Bio: Dr. Hatzell is an Associate Professor at Princeton University in the Andlinger Center for Energy and Environment and department of Mechanical and Aerospace Engineering. Dr. Hatzell earned her Ph.D. in Material Science and Engineering at Drexel University, her M.S. in Mechanical Engineering from Pennsylvania State University, and her B.S./B.A. in Engineering/Economics from Swarthmore College. Hatzell is the recipient of several awards including the ORAU Powe Junior Faculty Award (2017), NSF CAREER Award (2019), ECS Toyota Young Investigator Award (2019), finalist for the BASF/Volkswagen Science in Electrochemistry Award (2019), the Nelson “Buck” Robinson award from MRS (2019), Sloan Fellowship in Chemistry (2020), and POLiS Award of Excellence for Female Researchers (2021), NASA Early Career Award (2022), ONR Young investigator award (2023) and Camille-Dreyfus Teacher-Scholar Award (2024).
Bio: Jean-Luc Brédas received his B.Sc. (1976) and Ph.D. (1979) degrees from the University of Namur, Belgium.
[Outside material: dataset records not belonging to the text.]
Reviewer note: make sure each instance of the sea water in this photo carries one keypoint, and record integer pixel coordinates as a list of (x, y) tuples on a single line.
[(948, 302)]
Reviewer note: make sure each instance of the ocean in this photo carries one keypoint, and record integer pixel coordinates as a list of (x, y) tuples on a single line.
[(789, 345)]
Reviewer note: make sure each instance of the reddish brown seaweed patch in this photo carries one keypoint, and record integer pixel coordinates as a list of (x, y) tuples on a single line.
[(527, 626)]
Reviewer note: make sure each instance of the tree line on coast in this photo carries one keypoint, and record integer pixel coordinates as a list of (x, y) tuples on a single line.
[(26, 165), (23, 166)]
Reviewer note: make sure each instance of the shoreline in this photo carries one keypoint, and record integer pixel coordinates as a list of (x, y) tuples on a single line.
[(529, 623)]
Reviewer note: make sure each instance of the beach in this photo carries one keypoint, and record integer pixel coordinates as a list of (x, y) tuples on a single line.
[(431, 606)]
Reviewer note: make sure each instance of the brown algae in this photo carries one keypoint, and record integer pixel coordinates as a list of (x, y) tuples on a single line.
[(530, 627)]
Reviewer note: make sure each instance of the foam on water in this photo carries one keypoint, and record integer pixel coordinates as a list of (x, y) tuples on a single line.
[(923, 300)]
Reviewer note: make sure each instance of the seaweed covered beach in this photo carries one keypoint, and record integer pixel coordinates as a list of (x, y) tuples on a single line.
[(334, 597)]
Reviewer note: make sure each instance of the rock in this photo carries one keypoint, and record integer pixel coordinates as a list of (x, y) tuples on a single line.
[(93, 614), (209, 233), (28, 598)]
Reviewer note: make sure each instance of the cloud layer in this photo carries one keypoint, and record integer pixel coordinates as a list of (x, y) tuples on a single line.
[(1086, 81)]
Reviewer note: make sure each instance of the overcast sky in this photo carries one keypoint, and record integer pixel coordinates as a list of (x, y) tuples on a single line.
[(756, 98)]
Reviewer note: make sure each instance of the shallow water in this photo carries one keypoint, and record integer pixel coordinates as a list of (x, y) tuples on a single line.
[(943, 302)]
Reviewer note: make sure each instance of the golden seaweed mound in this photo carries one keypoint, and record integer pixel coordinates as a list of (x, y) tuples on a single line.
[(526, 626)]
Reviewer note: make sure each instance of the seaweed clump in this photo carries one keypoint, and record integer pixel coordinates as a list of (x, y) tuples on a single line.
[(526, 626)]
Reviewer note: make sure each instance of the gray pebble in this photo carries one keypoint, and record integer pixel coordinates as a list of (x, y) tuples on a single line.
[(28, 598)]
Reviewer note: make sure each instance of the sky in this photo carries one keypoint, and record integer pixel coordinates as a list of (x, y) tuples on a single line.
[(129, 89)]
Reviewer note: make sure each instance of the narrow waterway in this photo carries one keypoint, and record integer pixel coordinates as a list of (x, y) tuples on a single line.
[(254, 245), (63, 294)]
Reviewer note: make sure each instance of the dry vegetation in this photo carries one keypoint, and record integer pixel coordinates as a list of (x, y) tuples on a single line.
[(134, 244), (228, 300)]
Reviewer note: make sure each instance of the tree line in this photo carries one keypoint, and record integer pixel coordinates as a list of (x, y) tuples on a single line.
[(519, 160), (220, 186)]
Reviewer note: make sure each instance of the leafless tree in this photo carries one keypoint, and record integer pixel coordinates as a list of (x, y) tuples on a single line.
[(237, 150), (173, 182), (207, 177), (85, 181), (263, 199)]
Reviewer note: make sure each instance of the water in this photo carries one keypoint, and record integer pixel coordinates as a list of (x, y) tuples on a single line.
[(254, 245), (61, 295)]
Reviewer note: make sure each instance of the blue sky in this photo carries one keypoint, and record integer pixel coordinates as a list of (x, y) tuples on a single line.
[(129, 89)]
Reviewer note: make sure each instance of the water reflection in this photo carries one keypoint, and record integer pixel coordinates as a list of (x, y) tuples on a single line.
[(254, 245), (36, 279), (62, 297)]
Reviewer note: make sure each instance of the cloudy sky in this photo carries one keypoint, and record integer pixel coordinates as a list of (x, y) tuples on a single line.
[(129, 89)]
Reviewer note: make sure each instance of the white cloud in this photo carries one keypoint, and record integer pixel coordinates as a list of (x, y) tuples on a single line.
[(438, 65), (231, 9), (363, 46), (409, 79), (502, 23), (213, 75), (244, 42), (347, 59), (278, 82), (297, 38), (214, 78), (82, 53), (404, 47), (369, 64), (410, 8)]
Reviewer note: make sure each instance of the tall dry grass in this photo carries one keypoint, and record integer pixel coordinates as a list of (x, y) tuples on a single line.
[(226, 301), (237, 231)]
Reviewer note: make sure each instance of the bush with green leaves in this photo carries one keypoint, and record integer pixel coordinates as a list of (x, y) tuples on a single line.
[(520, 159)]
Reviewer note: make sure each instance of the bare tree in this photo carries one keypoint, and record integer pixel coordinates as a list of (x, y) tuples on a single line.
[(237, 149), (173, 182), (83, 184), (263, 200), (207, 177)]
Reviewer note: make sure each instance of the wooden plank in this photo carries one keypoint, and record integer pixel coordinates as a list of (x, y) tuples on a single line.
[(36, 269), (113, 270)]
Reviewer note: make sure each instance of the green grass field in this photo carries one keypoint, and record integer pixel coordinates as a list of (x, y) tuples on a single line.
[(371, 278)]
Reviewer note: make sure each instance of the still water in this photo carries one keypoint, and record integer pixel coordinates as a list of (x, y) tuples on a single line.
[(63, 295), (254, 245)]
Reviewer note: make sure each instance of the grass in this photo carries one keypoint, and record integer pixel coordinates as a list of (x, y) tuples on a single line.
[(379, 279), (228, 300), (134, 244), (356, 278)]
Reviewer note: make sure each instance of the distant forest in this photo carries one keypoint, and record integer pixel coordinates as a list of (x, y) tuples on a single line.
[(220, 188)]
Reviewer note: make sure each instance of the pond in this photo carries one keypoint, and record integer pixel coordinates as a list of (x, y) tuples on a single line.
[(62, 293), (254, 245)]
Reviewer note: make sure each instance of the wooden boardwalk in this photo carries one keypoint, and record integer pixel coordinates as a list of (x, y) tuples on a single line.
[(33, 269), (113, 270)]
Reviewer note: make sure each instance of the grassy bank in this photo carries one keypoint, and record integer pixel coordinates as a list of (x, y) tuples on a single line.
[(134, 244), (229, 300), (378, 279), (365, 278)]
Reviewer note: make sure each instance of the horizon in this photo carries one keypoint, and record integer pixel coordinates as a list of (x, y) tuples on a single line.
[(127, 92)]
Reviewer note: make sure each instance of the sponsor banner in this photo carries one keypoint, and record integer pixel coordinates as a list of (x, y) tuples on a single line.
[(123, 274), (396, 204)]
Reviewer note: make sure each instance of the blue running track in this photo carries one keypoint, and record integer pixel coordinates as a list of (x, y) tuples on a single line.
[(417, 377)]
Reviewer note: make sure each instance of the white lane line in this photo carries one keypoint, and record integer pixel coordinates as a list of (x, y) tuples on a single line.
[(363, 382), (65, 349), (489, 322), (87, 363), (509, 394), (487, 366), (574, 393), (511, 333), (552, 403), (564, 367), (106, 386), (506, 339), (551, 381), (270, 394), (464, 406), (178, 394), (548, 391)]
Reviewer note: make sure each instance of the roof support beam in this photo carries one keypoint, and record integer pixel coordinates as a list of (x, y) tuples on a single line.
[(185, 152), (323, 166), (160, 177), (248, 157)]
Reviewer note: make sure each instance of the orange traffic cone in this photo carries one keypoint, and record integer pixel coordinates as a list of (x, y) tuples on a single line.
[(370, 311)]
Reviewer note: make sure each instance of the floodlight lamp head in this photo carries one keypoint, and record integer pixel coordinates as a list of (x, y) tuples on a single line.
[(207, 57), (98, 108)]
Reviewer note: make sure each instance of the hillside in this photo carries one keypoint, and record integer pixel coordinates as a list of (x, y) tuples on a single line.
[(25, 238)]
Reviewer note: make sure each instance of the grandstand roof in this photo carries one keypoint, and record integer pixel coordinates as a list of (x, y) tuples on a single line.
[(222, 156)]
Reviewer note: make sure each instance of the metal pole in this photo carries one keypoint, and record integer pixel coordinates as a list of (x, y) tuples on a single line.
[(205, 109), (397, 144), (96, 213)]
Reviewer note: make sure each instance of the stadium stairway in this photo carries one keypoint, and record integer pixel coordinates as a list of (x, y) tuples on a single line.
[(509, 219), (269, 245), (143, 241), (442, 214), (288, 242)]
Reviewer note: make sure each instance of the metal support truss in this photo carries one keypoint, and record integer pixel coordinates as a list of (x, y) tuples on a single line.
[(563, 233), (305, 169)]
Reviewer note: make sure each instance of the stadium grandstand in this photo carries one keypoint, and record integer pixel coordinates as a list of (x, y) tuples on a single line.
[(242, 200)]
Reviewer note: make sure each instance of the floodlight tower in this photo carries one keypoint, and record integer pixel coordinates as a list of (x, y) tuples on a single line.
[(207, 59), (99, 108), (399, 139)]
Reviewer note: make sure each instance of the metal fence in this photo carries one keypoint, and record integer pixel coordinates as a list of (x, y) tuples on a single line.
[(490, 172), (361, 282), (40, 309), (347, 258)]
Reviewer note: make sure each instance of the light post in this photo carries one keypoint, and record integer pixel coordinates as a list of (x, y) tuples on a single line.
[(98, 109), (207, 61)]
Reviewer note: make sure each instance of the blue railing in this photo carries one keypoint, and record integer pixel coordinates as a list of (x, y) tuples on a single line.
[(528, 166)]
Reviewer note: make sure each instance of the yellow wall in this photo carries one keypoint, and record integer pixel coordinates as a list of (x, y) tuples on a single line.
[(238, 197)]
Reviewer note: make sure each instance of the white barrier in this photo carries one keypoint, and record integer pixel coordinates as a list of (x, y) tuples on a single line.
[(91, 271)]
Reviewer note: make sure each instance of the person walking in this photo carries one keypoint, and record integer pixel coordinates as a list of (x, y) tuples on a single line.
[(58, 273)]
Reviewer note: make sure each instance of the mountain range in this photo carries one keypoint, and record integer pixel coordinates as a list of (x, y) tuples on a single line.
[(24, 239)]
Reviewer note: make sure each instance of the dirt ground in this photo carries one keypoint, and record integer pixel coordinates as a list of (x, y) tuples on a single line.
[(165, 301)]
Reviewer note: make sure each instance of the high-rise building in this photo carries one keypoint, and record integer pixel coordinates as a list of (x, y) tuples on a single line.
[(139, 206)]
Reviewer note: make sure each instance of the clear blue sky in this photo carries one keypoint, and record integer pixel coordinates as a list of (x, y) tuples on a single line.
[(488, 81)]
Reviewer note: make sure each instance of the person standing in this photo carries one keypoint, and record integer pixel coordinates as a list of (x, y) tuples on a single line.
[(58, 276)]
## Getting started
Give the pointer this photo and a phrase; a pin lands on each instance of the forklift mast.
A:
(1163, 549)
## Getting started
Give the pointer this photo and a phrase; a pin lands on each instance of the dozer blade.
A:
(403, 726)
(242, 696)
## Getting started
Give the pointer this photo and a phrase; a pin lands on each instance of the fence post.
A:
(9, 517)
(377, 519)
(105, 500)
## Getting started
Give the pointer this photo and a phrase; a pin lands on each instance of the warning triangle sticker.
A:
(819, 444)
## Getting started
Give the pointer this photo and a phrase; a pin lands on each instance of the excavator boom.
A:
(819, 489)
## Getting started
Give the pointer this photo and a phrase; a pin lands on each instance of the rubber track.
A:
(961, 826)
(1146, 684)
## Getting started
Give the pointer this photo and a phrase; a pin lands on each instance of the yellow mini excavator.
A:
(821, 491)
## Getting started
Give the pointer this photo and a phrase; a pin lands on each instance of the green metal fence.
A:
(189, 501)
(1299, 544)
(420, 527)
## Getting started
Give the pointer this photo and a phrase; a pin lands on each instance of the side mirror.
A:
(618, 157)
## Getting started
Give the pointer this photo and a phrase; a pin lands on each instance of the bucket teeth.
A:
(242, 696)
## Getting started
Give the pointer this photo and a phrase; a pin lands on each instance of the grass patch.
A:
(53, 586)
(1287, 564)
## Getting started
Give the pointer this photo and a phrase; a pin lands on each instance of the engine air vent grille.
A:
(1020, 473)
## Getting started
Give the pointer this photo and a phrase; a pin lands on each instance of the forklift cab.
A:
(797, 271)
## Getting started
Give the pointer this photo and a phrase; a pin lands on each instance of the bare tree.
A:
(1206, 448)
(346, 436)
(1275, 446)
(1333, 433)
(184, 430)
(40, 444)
In 1988, he was appointed Professor at the University of Mons, Belgium, where he established the Laboratory for Chemistry of Novel Materials. While keeping an “Extraordinary Professorship” appointment in Mons, he joined the University of Arizona in 1999. In 2003, he moved to the Georgia Institute of Technology where he became Regents’ Professor of Chemistry and Biochemistry and held the Vasser-Woolley and Georgia Research Alliance Chair in Molecular Design. Between 2014 and 2016, he joined King Abdullah University of Science and Technology (KAUST) as a Distinguished Professor and served as Director of the KAUST Solar & Photovoltaics Engineering Research Center. He returned to Georgia Tech in 2017 before moving back to the University of Arizona in 2020. Prof. Brédas is an elected Member of the International Academy of Quantum Molecular Science, the Royal Academy of Belgium, and the European Academy of Sciences. He is the recipient of the 1997 Francqui Prize, the 2000 Quinquennial Prize of the Belgian National Science Foundation, the 2001 Italgas Prize, the 2003 Descartes Prize of the European Union, the 2010 ACS Charles Stone Award, the 2013 APS David Adler Award in Materials Physics, the 2016 ACS Award in the Chemistry of Materials, the 2019 Alexander von Humboldt Research Award, the 2020 MRS Materials Theory Award, and the 2021 RSC Centenary Prize. He has served as editor for Chemistry of Materials between 2008 and 2021 and scientific editor for Materials Horizons since 2022. His current Google Scholar h-index is 171.